Boston should have far more street car lines than the 5 existing lines. When buses were taking over in the 1940s and 1950s, their maneuverability and low maintenance were good reason to use them. But there is a certain charm, at least, but a new economy with the return of streetcars. Many cities, El Paso, Dallas, Sacramento, Portland OR, and other cities have rebuilt their streetcar lines. New Orleans, which at one point had only its St. Charles route for streetcars, has returned them to the city streets and is still expanding. Certainly if streetcars were so uneconomical and the public so much against them, they would not have sprung up in these cities and thrived. There must be something else in play, something city planners here in the east are missing.
I think Boston should consider returning trolley to the streets of Boston and surrounding communities rather than limiting them to the exclusive rights-of-way as present. One area, which is growing and lacking in ground transportation, is the seaport area.
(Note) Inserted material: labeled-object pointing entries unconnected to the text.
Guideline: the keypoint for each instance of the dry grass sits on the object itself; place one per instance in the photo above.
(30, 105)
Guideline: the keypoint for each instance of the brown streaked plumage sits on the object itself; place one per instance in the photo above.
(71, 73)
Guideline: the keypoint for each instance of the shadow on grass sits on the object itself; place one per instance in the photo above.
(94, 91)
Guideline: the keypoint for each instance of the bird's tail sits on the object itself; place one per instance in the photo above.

This area is ripe for a streetcar line which could be built along the area’s broad streets. If you look at a map, a line could run in a circular route, starting at Summer Street at South Station, and continuing out to Black Falcon Pier, turning left on Tide Street and then left again on Northern Ave, then Seaport Blvd to Purchase Street where it would turn left until it reached Summer Street. There is a wealth of people who work in this area and another large group, visitors, who depart South Station looking for easy transportation around the seaport area but finding none. And if the MBTA got just a little bit creative, it would find a way to shuttle these streetcars underground at South Station making a very convenience connection to the Red Line.
The MBTA under the agreement struck with the Federal Government promised a return of the Green Line from Brigham Circle, where it ended for a long while, back out to Forest Hills. Businesses along the route complained it would tie up traffic and reduce parking spaces. Each of these argument could have been allayed by the MBTA at the time but instead they simply caved in to public pressure.
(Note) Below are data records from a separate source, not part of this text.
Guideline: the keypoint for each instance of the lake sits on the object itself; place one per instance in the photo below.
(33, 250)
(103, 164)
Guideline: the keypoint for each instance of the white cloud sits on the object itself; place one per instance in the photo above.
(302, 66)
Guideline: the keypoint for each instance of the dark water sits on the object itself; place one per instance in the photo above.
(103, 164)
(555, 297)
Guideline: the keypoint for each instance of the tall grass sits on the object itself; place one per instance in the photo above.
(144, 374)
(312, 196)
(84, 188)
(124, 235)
The present MBTA proposal for extending the Green Line to West Medford is extremely flawed and the expense involved shows this. The MBTA would do much better but simply putting the tracks into the streets, McGrath Highway out to Broadway, left of Broadway and out Boston Ave to West Medford. The need for building new stations eliminated, construction costs could be kept to a minimum. And with proper planning, road closures could be kept to a minimum. And as for the branch off to Union Square, that could easily be continued to Porter Square.
One thing streetcars have over buses in spades is lifetime. The eldest MBTA buses go back to the early 1990s where as some of the streetcars date back to the 1970s with the Mattapan Line cars dating to the 1940s. The point being, a properly maintained streetcar can easily have 3 times the life expectation as any bus.
Making the a little more interesting, the City of New Orleans orders throwback style streetcar which look old but have all the modern conveniences and are ADA approved. The City of San Francisco found the actual old streetcars valuable as a tourist draw and use them rather extensively. Those cities used their imagination and probably reasoned properly with the public to gain its support.
While downtown Boston certainly is far from ideal for a return of streetcars, when you go just a few miles from center city you find roads more than broad enough to hand both automobile traffic and streetcars. Washington Street, Tremont Street, Massachusetts Avenue, Beacon Street out to Watertown Square and many others could easily be converted but the MBTA has to want to and has to do its homework.
While this may sound like pie in the sky, the operation of streetcars today is far less than that of the bus. And who knows, the public may actually welcome their return!